Placé dans l’obligation de gagner l’élection présidentielle de 2023, le prix Nobel de la paix 2018 répond à cœur ouvert à 16 questions pointues d’Ouragan. Ses atouts de candidature, les soucis sécuritaires de la RDC, ses rapports avec les autres candidats présidents de la République, les ambiguïtés de la communauté internationale, ses relations avec le régime Tshisekedi jusqu’au processus électoral avec tout son lot d’échecs opérationnels.

“L’homme qui répare les femmes” s’offre au peuple et appelle à une “révolution démocratique” mais aussi à un “sursaut patriotique” qui fera triompher des valeurs. Le toubib de Panzi s’oblige donc à une nouvelle trajectoire de lutte pour le salut du peuple. Longtemps actif dans la prise en charge des victimes des guerres multiformes qui terrifient l’est congolais, Denis Mukwege est voulu par les intellectuels congolais au sommet pour redresser chirurgicalement le Congo-Kinshasa.

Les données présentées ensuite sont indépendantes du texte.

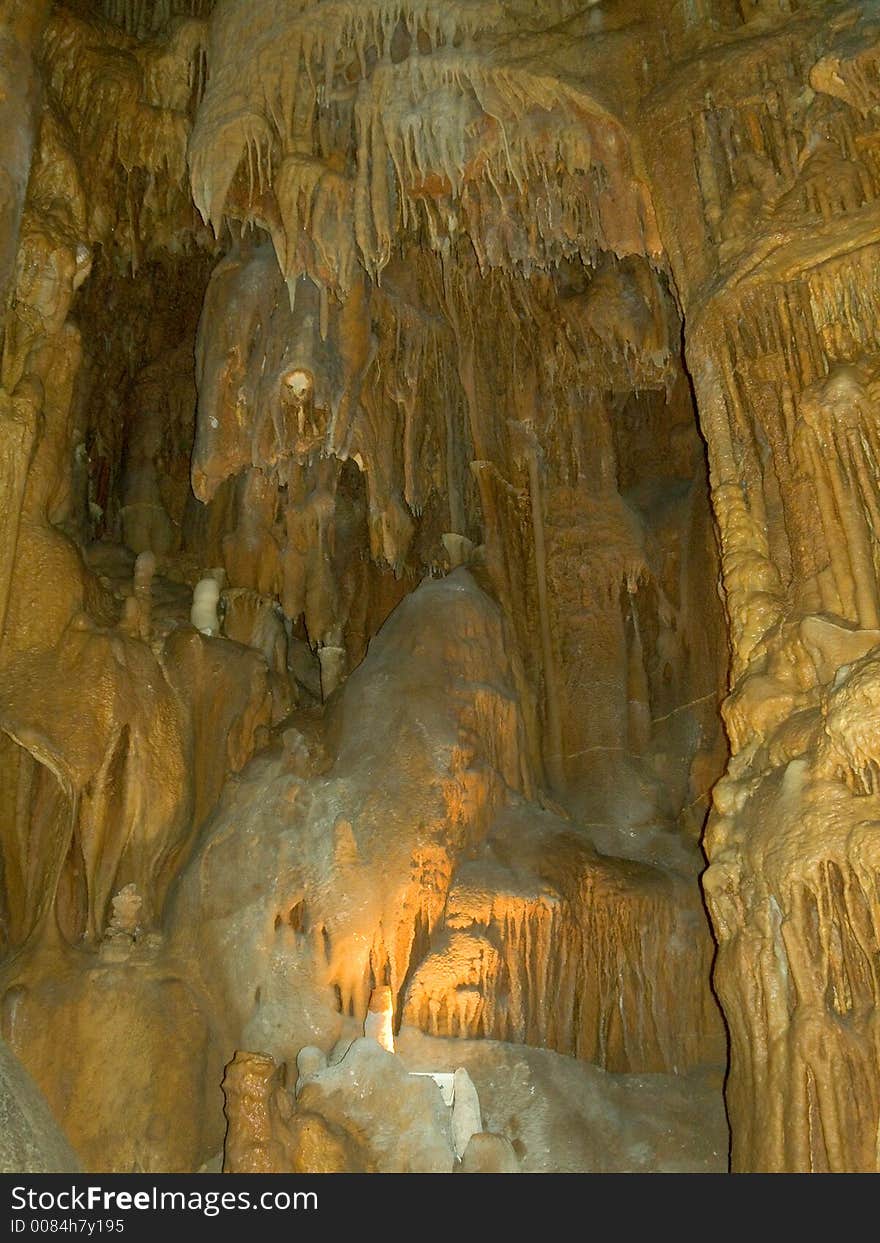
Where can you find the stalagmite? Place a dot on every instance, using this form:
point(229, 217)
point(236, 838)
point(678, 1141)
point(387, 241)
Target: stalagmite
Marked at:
point(440, 583)
point(205, 599)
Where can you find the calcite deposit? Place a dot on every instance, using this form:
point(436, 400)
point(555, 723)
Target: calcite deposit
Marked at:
point(440, 586)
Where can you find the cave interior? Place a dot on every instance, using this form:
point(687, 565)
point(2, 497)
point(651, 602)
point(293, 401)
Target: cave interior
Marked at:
point(440, 586)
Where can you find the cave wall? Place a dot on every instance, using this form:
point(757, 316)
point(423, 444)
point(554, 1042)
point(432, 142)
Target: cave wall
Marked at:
point(313, 312)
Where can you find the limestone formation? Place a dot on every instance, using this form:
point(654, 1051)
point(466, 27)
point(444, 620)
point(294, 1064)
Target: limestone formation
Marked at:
point(440, 582)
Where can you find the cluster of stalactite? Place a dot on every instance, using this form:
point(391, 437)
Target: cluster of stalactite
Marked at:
point(424, 274)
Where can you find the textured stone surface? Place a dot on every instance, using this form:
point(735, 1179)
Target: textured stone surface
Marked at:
point(30, 1139)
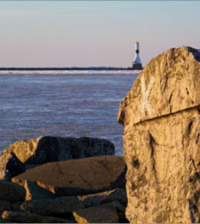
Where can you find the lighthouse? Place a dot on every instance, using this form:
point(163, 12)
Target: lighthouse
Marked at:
point(137, 65)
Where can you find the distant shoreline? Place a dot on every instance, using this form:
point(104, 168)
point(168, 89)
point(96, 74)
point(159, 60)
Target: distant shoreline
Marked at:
point(63, 69)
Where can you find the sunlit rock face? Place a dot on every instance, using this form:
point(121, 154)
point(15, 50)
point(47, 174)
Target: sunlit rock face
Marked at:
point(161, 116)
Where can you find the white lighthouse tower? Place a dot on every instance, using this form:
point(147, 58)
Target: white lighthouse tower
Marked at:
point(137, 65)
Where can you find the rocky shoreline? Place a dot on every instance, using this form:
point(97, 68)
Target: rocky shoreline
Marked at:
point(62, 180)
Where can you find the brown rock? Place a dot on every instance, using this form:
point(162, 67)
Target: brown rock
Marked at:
point(34, 192)
point(30, 218)
point(69, 204)
point(11, 192)
point(10, 166)
point(22, 149)
point(80, 176)
point(96, 215)
point(51, 149)
point(104, 197)
point(168, 84)
point(162, 151)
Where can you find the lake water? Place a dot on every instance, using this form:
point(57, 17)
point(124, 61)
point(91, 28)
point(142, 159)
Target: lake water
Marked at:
point(37, 104)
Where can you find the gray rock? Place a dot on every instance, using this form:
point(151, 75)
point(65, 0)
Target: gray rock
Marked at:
point(69, 204)
point(22, 217)
point(10, 166)
point(11, 192)
point(51, 149)
point(75, 177)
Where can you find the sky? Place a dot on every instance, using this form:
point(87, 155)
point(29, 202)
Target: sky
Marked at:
point(93, 33)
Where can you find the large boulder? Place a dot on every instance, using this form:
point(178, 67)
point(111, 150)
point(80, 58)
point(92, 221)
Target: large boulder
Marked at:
point(161, 115)
point(76, 177)
point(4, 205)
point(10, 166)
point(50, 149)
point(21, 217)
point(11, 191)
point(96, 215)
point(64, 205)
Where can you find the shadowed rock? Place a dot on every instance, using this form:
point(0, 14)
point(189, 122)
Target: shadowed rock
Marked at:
point(30, 218)
point(96, 215)
point(11, 191)
point(5, 205)
point(50, 149)
point(76, 177)
point(65, 205)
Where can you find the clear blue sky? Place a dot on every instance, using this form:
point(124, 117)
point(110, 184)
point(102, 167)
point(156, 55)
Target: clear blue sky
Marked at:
point(93, 33)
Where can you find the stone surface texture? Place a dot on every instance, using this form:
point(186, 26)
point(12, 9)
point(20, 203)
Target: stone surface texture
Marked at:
point(64, 205)
point(10, 166)
point(75, 177)
point(169, 83)
point(50, 149)
point(96, 215)
point(11, 191)
point(161, 115)
point(21, 217)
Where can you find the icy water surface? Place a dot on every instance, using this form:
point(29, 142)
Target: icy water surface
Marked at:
point(33, 105)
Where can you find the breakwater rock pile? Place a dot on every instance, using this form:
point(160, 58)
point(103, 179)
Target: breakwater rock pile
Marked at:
point(62, 180)
point(161, 116)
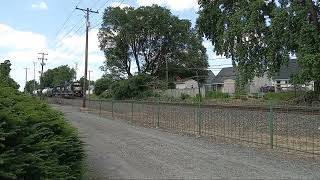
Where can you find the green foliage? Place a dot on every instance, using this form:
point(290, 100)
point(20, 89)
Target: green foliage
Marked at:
point(105, 95)
point(57, 76)
point(35, 141)
point(134, 87)
point(5, 78)
point(30, 86)
point(260, 35)
point(149, 37)
point(217, 95)
point(103, 84)
point(87, 83)
point(184, 96)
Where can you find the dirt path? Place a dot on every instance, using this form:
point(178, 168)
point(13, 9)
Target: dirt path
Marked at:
point(116, 149)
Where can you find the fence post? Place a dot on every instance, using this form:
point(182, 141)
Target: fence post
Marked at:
point(112, 104)
point(271, 125)
point(158, 113)
point(199, 117)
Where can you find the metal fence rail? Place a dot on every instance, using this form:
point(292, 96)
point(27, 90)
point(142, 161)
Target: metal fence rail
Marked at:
point(289, 128)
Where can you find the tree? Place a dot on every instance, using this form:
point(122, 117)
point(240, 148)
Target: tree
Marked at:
point(259, 36)
point(102, 85)
point(57, 76)
point(87, 83)
point(31, 86)
point(147, 38)
point(5, 79)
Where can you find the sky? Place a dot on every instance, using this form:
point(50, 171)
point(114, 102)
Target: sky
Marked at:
point(30, 27)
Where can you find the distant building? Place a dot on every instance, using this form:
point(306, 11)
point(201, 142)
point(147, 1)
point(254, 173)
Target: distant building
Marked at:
point(281, 81)
point(186, 84)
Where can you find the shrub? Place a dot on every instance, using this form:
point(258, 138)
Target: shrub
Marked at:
point(102, 85)
point(184, 96)
point(105, 95)
point(35, 141)
point(217, 95)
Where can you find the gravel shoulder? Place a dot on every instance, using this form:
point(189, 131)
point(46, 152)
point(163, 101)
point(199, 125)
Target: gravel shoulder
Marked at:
point(119, 150)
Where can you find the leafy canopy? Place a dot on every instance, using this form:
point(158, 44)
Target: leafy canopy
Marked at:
point(146, 38)
point(57, 76)
point(5, 78)
point(31, 86)
point(260, 35)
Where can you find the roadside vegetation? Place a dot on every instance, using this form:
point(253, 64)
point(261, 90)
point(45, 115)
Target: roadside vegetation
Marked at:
point(36, 142)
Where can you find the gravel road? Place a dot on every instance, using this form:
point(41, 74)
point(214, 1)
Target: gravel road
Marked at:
point(116, 149)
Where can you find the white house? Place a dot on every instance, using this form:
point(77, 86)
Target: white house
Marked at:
point(187, 84)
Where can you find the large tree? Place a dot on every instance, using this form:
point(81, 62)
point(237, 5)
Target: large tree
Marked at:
point(5, 79)
point(31, 86)
point(57, 76)
point(261, 35)
point(147, 38)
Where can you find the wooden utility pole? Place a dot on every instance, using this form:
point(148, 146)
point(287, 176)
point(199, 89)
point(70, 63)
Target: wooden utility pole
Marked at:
point(34, 76)
point(42, 59)
point(25, 87)
point(89, 84)
point(87, 11)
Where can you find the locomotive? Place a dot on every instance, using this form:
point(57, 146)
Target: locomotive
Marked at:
point(66, 90)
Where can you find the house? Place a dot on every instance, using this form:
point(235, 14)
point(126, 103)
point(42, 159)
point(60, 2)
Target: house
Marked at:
point(281, 81)
point(225, 81)
point(187, 84)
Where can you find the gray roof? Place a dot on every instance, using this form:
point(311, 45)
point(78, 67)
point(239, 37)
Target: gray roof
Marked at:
point(286, 71)
point(226, 73)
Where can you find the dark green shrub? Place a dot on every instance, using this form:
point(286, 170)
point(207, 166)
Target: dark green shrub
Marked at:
point(184, 96)
point(35, 141)
point(102, 85)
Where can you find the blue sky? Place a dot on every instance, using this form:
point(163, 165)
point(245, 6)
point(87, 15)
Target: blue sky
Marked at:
point(31, 26)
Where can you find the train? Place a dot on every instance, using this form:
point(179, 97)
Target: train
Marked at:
point(67, 90)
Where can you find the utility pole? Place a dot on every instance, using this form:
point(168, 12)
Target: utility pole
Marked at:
point(76, 69)
point(167, 73)
point(199, 90)
point(34, 76)
point(42, 59)
point(89, 84)
point(87, 11)
point(25, 88)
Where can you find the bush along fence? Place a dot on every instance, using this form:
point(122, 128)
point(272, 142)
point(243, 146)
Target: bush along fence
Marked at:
point(294, 129)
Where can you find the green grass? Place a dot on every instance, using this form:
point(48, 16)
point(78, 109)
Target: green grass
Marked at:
point(217, 95)
point(281, 96)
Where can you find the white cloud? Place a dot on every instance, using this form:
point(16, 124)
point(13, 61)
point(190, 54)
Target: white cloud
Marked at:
point(176, 5)
point(22, 49)
point(121, 5)
point(40, 5)
point(14, 39)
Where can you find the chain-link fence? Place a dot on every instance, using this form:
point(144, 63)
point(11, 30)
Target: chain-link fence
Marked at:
point(286, 127)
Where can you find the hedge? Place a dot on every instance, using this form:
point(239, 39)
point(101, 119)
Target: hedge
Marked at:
point(36, 142)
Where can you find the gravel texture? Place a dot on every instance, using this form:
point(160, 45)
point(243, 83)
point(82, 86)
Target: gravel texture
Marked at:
point(119, 150)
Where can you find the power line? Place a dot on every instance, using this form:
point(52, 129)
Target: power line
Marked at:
point(67, 19)
point(102, 7)
point(68, 33)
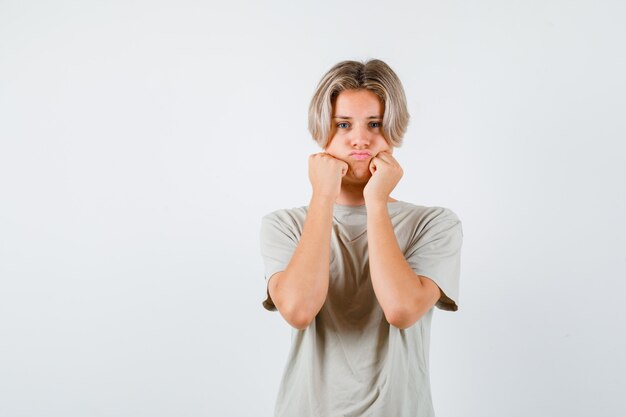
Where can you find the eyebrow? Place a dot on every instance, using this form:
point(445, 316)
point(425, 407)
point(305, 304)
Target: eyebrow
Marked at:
point(347, 117)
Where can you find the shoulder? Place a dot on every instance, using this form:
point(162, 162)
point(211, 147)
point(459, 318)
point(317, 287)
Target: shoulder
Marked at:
point(290, 219)
point(423, 215)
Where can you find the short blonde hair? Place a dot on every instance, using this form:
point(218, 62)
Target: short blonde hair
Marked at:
point(373, 75)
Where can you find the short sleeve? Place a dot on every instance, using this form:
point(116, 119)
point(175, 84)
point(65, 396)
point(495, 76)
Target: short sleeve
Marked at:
point(435, 252)
point(278, 243)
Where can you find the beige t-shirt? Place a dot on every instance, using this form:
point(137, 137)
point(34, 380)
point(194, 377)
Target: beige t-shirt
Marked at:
point(350, 361)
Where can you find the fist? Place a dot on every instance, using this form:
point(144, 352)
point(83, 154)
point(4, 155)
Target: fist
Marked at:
point(386, 173)
point(325, 174)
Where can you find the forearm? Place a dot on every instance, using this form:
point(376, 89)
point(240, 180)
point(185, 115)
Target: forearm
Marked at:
point(301, 291)
point(398, 289)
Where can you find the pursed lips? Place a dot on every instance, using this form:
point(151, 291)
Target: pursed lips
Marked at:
point(360, 155)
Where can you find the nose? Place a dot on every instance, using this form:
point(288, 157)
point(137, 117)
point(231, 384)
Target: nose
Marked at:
point(361, 137)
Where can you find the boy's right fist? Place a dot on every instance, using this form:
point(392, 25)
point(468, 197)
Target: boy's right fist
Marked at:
point(325, 174)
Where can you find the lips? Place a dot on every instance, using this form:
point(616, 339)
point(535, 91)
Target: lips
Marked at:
point(360, 155)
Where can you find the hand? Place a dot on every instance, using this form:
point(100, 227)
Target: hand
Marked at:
point(386, 173)
point(325, 174)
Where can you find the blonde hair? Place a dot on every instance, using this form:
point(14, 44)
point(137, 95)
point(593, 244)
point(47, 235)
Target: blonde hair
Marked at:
point(373, 75)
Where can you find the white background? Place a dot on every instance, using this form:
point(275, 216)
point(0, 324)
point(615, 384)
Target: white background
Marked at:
point(141, 143)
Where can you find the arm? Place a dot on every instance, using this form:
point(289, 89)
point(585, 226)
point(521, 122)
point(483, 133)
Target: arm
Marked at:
point(403, 295)
point(299, 292)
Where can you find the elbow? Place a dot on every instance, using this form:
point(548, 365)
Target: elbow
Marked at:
point(297, 318)
point(401, 318)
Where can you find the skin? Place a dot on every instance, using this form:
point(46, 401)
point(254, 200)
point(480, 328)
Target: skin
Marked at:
point(337, 177)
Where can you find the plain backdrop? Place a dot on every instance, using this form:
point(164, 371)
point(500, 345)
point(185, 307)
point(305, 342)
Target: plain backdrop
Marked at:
point(141, 143)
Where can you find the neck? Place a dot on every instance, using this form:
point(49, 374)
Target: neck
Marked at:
point(352, 195)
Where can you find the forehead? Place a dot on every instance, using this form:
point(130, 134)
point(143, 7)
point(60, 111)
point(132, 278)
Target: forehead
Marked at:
point(358, 103)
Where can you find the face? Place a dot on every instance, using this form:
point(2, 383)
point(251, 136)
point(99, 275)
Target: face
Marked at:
point(356, 132)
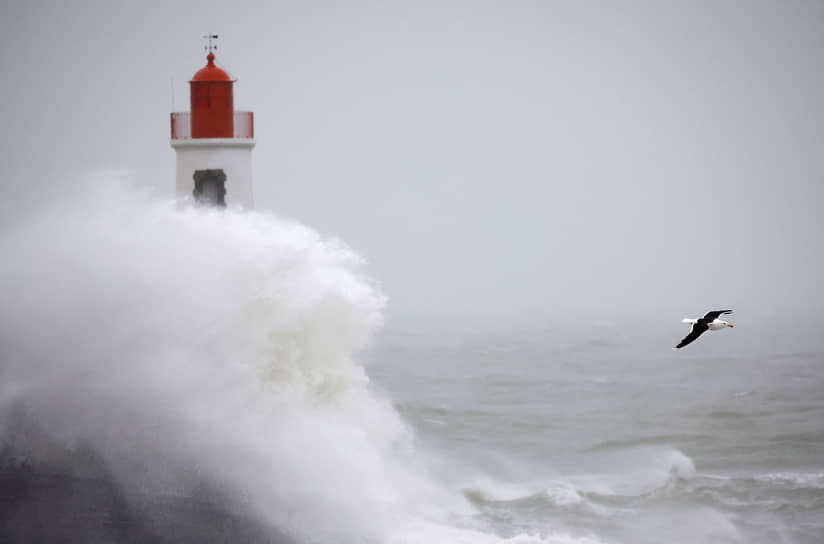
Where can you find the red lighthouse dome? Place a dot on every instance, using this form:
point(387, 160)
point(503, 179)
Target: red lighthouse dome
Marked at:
point(212, 102)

En 2021, le gynécologue congolais a publié en 2021, “La Force des femmes”, un livre fort où se mêlent son combat personnel et celui des femmes à travers le monde. Ci-contre, exclusivement l’entretien historique avec Ouragan CD.

Professeur Denis Mukwege, comment jugez-vous la situation sécuritaire en ce début d’année électorale ?

Dr Denis Mukwege : La situation sécuritaire de notre pays est très préoccupante. Elle a empiré, accroissant le risque de balkanisation du pays. Nos autorités doivent revoir notre stratégie de défense, arrêter avec l’externalisation de la sécurité. Ce n’est pas la multiplication des troupes étrangères sur notre territoire qui va nous ramener la paix durable. Nous devons réformer profondément notre secteur de sécurité pour donner à nos vaillants combattants et agents de renseignements les moyens nécessaires appropriés pour contrer les menaces sécuritaires.

Tout récemment, vous avez déploré l’insensibilité de la communauté internationale sur le dossier Congo malgré les massacres à répétition et actuellement l’occupation d’une partie du territoire national par le M23. Comment envisagez-vous la sortie de crise avec le Rwanda ?

La crise avec le Rwanda et les autres pays agresseurs ne peut se régler durablement que si nous dotons notre pays d’un véritable appareil de défense et de sécurité qui impose le respect. Un État sans armée efficace, c’est comme un corps sans immunité. N’importe quelle bactérie peut lui être fatale. Donc, il faut réformer notre secteur de sécurité. Par ailleurs, il faut œuvrer à créer une culture de la paix dans la région par des activités sociales, religieuses, économiques, culturelles, etc. qui favorisent la tolérance. Les dirigeants doivent apprendre à créer la solidarité entre les peuples et renoncer à l’impérialisme, quel qu’il soit.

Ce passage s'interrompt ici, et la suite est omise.